Before diving into how high cholesterol is acquired, let us first discuss the importance of cholesterol in the body.
What is Cholesterol?
When you hear the word cholesterol, you assume that it connotes something unhealthy. In truth, however, cholesterol is responsible for building healthy cell tissues and certain hormones, making it essential to the body.
Cholesterol may come from your liver or from the food you eat, such as eggs, meats, and dairy.
Types of Cholesterol
Cholesterol is attached to the protein that is carried in the blood. The combination of cholesterol and protein is called a lipoprotein. There are two types of cholesterol based on their lipoproteins.
- Low-density lipoprotein (LDL) or bad cholesterol. LDL delivers cholesterol particles into the body. However, LDL tends to build up in the walls of the arteries slowing down blood circulation.
- High-density lipoprotein (HDL) good cholesterol. HDL carries excess cholesterol back to the liver.
Factors like an unhealthy diet, lack of physical activity, and obesity can increase the level of LDL in the body. As LDL continues to multiply, there is a higher risk of acquiring high cholesterol and a decrease in HDL.
When LDL grows in number, it will start to form a “plaque” on the walls of the arteries, restricting blood flow. This occurrence might put you at risk of severe complications of high cholesterol, such as stroke and heart disease.
Fatty deposits can build up in your blood vessels when you have high cholesterol. When these deposits pile up, it slows down the blood flow in the arteries.
High cholesterol is most often caused by unhealthy lifestyle choices such as overeating, poor diet, and inactivity. Changing your bad habits can make your condition reversible and treatable.

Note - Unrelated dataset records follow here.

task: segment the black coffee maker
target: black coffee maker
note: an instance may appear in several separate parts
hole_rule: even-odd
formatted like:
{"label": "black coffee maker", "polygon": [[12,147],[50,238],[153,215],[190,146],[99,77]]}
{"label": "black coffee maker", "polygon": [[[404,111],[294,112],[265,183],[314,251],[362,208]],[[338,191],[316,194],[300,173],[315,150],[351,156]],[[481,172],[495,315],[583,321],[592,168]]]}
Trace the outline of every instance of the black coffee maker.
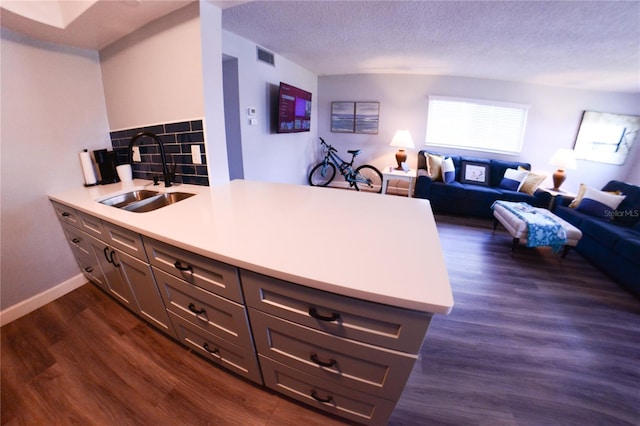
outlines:
{"label": "black coffee maker", "polygon": [[115,152],[98,149],[93,151],[93,157],[96,159],[98,169],[100,170],[100,185],[120,182],[118,172],[116,171],[117,161]]}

You may also acquire high cholesterol from genetics. If your family has a history of stroke, heart attack, and other vascular diseases, you may be more prone to having high cholesterol. Fortunately, even with a family history, there are numerous ways to manage your condition.

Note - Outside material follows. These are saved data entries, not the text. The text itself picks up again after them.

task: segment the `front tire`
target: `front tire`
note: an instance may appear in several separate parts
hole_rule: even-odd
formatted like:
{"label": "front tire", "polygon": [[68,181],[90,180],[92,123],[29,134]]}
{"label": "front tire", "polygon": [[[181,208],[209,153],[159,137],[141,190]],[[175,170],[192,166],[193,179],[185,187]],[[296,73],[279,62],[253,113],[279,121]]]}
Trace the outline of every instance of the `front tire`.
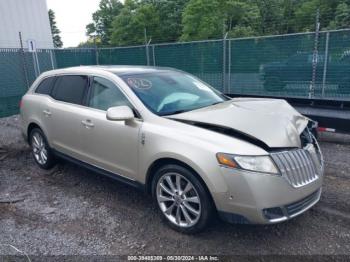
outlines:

You may choose to make better lifestyle choices and avoid habits that increase your risk of acquiring high cholesterol. This includes not smoking, avoiding fatty, unhealthy fast-food or processed meats, exercising regularly, and reducing stress. Regardless of condition, a healthier lifestyle can greatly benefit your health. Healthy living can cure or alleviate certain symptoms and prevent the development or worsening of certain health problems. In addition, maintaining a healthy lifestyle will lessen your chances of dealing with the complications of high cholesterol.